Valentina quindi è presidente e sarà affiancata da due vice, sempre donna: Anna Ascani e Deborah Serracchiani. Chissà come l’avranno presa.
Non l’ha presa bene, invece, duecento chilometri più in giù, siamo a Pesaro nelle Marche, la neo assessora della giunta guidata dal democratico Matteo Ricci, Francesca Frenquellucci del Movimento 5 Stelle. Dopo mesi di collaborazione “esterna” della Frenquellucci al progetto di ritorno di una sede universitaria a Pesaro, il sindaco ha offerto la poltrona alla grillina scatenando da subito l’irritazione del reggente nazionale Vito Crimi che ora ha espulso la sua militante. “Non capisco perché non posso fare quello che il Movimento 5 Stelle sta facendo ai tavoli nazionali” disse subito la Frenquellucci che forse non l’ha ancora capito ma intanto è stata accompagnata alla porta. Forse non l’hanno capito nemmeno i vertici dei Cinque Stelle che cercano nemici in ogni esperimento democratico proprio mentre sono costretti, e non si capisce perché se non per le loro difficoltà interne, a rinviare gli Stati generali del Movimento. Il tutto nel silenzio assordante del leader carismatico Beppe Grillo che ha smesso di commentare, intervenire, metterci la faccia. Tanto i suoi gliela fanno perdere.

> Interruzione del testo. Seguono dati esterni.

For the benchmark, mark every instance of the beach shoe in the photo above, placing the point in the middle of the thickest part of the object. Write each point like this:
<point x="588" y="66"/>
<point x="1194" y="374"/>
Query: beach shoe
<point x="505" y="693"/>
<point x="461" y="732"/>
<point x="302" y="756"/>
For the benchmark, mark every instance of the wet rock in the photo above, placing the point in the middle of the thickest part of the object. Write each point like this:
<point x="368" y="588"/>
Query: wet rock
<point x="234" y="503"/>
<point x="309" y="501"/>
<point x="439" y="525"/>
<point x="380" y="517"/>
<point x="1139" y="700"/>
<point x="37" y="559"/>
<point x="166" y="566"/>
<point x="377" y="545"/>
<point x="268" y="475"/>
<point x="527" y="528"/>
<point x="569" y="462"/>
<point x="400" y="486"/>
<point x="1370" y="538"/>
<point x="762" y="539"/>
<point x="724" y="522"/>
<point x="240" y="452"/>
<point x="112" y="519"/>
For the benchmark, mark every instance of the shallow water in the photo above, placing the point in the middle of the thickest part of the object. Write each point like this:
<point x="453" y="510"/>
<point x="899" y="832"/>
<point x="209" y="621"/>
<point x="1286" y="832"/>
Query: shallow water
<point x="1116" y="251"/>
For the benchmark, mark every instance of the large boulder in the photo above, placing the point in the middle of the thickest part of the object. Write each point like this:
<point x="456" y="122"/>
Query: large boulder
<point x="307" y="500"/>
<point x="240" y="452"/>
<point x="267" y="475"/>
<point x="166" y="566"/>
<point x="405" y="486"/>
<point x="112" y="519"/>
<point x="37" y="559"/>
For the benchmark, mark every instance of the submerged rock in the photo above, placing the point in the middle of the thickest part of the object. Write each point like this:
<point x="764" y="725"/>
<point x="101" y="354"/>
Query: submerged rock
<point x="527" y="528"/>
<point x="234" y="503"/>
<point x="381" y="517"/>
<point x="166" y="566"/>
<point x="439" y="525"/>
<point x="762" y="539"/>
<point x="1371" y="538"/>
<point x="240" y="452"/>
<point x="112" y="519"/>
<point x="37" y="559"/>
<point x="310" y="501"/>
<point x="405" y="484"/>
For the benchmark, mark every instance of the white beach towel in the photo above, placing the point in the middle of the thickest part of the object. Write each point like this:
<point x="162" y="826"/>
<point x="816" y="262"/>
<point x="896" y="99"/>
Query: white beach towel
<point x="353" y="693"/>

Piccoli, apparentemente, segnali di un’apertura al territorio da parte del Pd che danno un respiro più ampio al partito di Zingaretti. Ce la farà? Riuscirà ad uscire dalle secche del pallido 20% di preferenze a cui il Pd sembra condannato da tempo a livello nazionale? Forse sì, forse no. Certo Zingaretti, al momento, è l’unico leader di partito che sta scommettendo al di là della sua stessa personalità (che non scalda, diranno in tanti) affidandosi alla presa sul territorio che costituisce la vera, unica, risposta allo scontento dei territori.